Formal Power Series and Inverse Limit Let $G$ be a free group with generators $g_1,g_2,\dots$. Consider the group ring $RG$, where $R$ is a commutative ring.
Let $\epsilon: RG\to G$ be the augmentation mapping and let $I=\ker\epsilon$ be the augmentation ideal of $RG$.
To be precise, $\epsilon$ is the map $$\epsilon(\sum_{g\in G}a_gg)=\sum_{g\in G}a_g$$
Let $A=\lim_n RG/I^n$, the inverse limit.

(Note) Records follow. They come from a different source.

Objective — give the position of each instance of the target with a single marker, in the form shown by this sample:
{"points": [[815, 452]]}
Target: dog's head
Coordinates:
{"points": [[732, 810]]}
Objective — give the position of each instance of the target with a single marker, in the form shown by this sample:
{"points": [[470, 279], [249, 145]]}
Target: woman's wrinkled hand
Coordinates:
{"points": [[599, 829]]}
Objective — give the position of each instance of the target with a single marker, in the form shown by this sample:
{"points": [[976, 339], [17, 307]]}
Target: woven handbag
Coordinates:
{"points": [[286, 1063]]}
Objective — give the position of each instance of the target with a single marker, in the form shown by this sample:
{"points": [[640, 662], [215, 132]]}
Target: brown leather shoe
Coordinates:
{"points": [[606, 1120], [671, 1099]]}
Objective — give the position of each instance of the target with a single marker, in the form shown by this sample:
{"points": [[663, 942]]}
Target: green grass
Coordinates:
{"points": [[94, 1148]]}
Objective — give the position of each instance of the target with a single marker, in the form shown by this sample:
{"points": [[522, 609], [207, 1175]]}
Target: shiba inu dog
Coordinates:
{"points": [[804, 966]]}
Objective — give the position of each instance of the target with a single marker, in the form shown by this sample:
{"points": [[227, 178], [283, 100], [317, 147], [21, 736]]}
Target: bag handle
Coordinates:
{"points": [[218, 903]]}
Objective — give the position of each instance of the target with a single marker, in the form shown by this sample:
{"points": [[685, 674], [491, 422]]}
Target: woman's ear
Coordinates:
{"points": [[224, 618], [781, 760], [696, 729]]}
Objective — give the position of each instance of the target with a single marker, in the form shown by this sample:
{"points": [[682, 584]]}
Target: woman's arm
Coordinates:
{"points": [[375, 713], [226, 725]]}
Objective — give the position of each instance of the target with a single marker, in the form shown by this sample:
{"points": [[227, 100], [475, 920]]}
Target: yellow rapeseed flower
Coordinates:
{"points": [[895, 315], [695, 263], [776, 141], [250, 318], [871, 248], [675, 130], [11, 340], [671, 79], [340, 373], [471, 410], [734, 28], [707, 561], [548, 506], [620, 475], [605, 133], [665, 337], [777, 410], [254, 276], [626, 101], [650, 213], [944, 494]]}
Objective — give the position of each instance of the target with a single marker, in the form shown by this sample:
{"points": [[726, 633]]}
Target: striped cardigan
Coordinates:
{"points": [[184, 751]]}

How do we describe $A$ as a formal power series?
I was told that $A$ is an algebra of formal power series on non-commuting variables ($g_1+1,g_2+1,\dots$?), but I am not sure how to prove it.
Thanks.

I read the question in Exercise from Rotman: formal power series ring as inverse limit, possibly the first step is to construct an inverse system, which is:
$\psi_{n,m}: RG/I^m\to RG/I^n$
$\alpha+I^m\mapsto \alpha+I^n$ for all $m\geq n$.
 A: Noncommutative power series is by definition
$$\mathbb C\langle\langle y_1,\ldots, y_n\rangle\rangle = \lim_N\ \mathbb C\langle y_1,\ldots, y_n\rangle/(y_1,\ldots, y_n)^N$$
There is a linear change-of-variables isomorphism $\mathbb C\langle y_1,\ldots, y_n\rangle \cong \mathbb C\langle x_1,\ldots, x_n\rangle$ sending $y_i = 1 - x_i$, so noncommutative power series is also equal to
$$"\ = \lim_N\ \mathbb C\langle x_1,\ldots,x_n\rangle/(1-x_1,\ldots,1-x_n)^N$$
You could also flip the sign on the $x_i$ if you wanted.

The map
$$\mathbb C \langle x_1,\ldots,x_n, x_1^{-1},\ldots,x_n^{-1}\rangle \ \ \to\ \ \lim_N\ \mathbb C\langle x_1,\ldots,x_n\rangle/(1-x_1,\ldots,1-x_n)^N$$
sending $x_i \mapsto x_i$ is well-defined because $x_i^{-1} = \frac1{1-(1-x_i)} = \sum (1-x_i)^k$ is convergent with respect to the limit.
The augmentation ideal is the preimage of $J = (1-x_1,\ldots, 1-x_n)$ of the formal power series ring, because $1 - x_i^{-1} = -x_i^{-1}(1-x_i)$. So the homomorphism extends to the completion,
$$\lim_N\, \mathbb C\langle x_1,\ldots, x_n,x_1^{-1},\ldots,x_n^{-1}\rangle/I^N \ \ \to\ \ \lim_N\ \mathbb C\langle x_1,\ldots,x_n\rangle/(1-x_1,\ldots,1-x_n)^N$$
To prove it's an isomorphism you just check the inverse is well-defined, but this is the easier direction.